PICCOLI PAESI SICILIANI SPARISCONO NELL’INDIFFERENZA DI UN GOVERNO MIOPE. L’ESEMPIO DI CALTABELLOTTA E PAESI LIMITROFI

DI CALOGERO PUMILIA

“E’ sparito il Sud”. Così titola un noto settimanale, riproducendo in copertina una carta geografica dell’Italia che termina con il Lazio. Più giù non c’è nulla. Cristo questa volta non è arrivato neppure ad Eboli ed un terzo del Paese pencola inerte tra l’Europa e il Nord Africa, come un grande deserto culturale, politico, economico e sociale. Le cifre di questa realtà si possono trovare dettagliatamente nel rapporto annuale dello Svimez che ribadisce la desolante caduta delle sei regioni meridionali caratterizzate, chi più chi meno, da una medesima condizione, vissuta come un dato scontato ed irreversibile. Non voglio qui riportare numeri e diagrammi.

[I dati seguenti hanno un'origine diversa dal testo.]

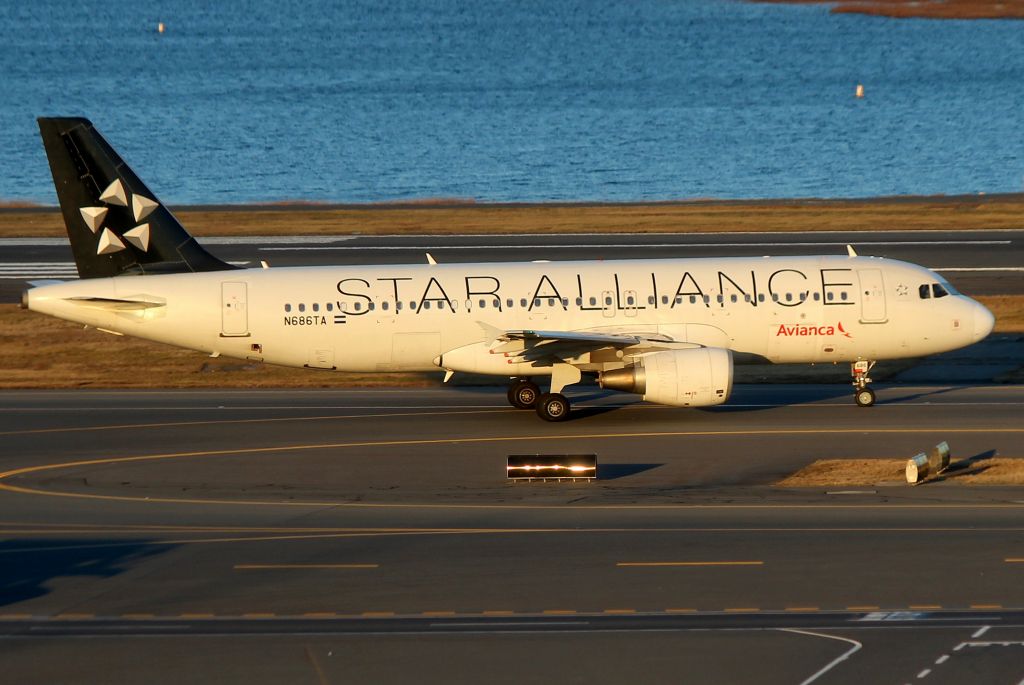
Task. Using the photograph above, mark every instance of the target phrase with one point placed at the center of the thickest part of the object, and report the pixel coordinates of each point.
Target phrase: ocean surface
(518, 100)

Per capire che il Sud, se non è sparito poco ci manca, basta che guardi al mio paese, ovviamente quello che conosco meglio e che riproduce la realtà della nostra zona, con l’eccezione di Sciacca e in parte di Menfi. Caltabellotta è in via di estinzione nel senso più proprio del termine.

In meno di sessant’anni la popolazione si è quasi dimezzata, passando da più di settemila abitanti ai tremilaottocento iscritti nei registri dell’anagrafe ma non tutti residenti e, in cinque anni, tra il penultimo e l’ ultimo censimento, si è ridotta del venti per cento. Nel 2014 i nati sono stati quindici e i morti quarantuno. I giovani, senza prospettive di lavoro, vanno via, attivando un flusso migratorio a differenza del passato senza ritorno e senza le rimesse che, negli anni 60 e 70 contribuirono ad alimentare i consumi e a modificare l’economia .

Si sono estinte quasi del tutto le imprese artigiane e gli esercizi commerciali sono ridotti al lumicino. Intere zone del paese sono deserte e consegnate al degrado. I plessi scolastici risultano sovradimensionati ed alcuni a breve dovranno essere abbandonati.

L’inerzia della Regione che, dopo quindici anni, non ha recepito le norme sul welfare della 328 e non ha riformato le Ipab, sta mettendo a serio rischio la Casa di riposo che assicura un’ottima assistenza agli anziani e l’occupazione a una trentina di lavoratori. Si riducono i dipendenti della forestale man mano che vanno in pensione. E’ ferma l’attività edilizia e bloccati i lavori pubblici.

Si tratta di processi in parte ineludibili, frutto delle epocali trasformazioni dell’economia e in parte il risultato di scelte politiche miopi, dell’abbandono del Sud al suo destino e della straccioneria della sua classe dirigente.

Caltabellotta o Villafranca, o Alessandria o Montevago, emblemi di un Sud che sparisce nell’indifferenza di chi lo governa, dell’intellettualità – quella che rimane – che ha perduto il dono della profezia, della indignazione e della denuncia e in un dolore sordo e rassegnato dei suoi cittadini, Ai nostri tempi, una frase che pronuncio sempre con difficoltà e con buona dose di autoironia, avevamo immaginato di potere affrontare e risolvere la “questione meridionale”.

Per qualche tempo, e solo per qualche tempo, prima che prevalessero gli errori sulle intenzioni, eravamo pure riusciti a restringere la forbice con il Nord. Facevamo convegni, dibattevamo, cercavamo di elaborare proposte. Un tempo leggevamo con avidità la rivista “Nord e Sud”, gli scritti di Sturzo, di Gramsci, di Fortunato, di Rossi-Doria, di Saraceno e di Compagna. Ho il timore che, se chiedo a qualcuno, dei politici si intende, chi siano stati costoro, rischio di metterli nel panico, a guisa delle Iene. Renzi ha preannunciato recentemente la convocazione di “Stati Generali” per il Sud ed ha sostenuto che il “vero problema del Mezzogiorno è la mancanza di politica e non dei soldi”.

Può essere vero. La storia non è tessuta dalle Moire, non è il risultato di un destino ineluttabile, è fatta dagli uomini e può andare in una direzione o nell’altra. Posto che Renzi voglia fare sul serio quale contributo gli verrà dalle forze politiche e dagli amministratori locali? Cosa farà la Regione per passare dall’essere, nelle proporzioni s’intende, il più grande stipendificio d’Europa e il più pesante handicap per lo sviluppo dell’Isola a farsi carico della crescita economica? Che sarebbe, questa si, una autentica, insperata rivoluzione.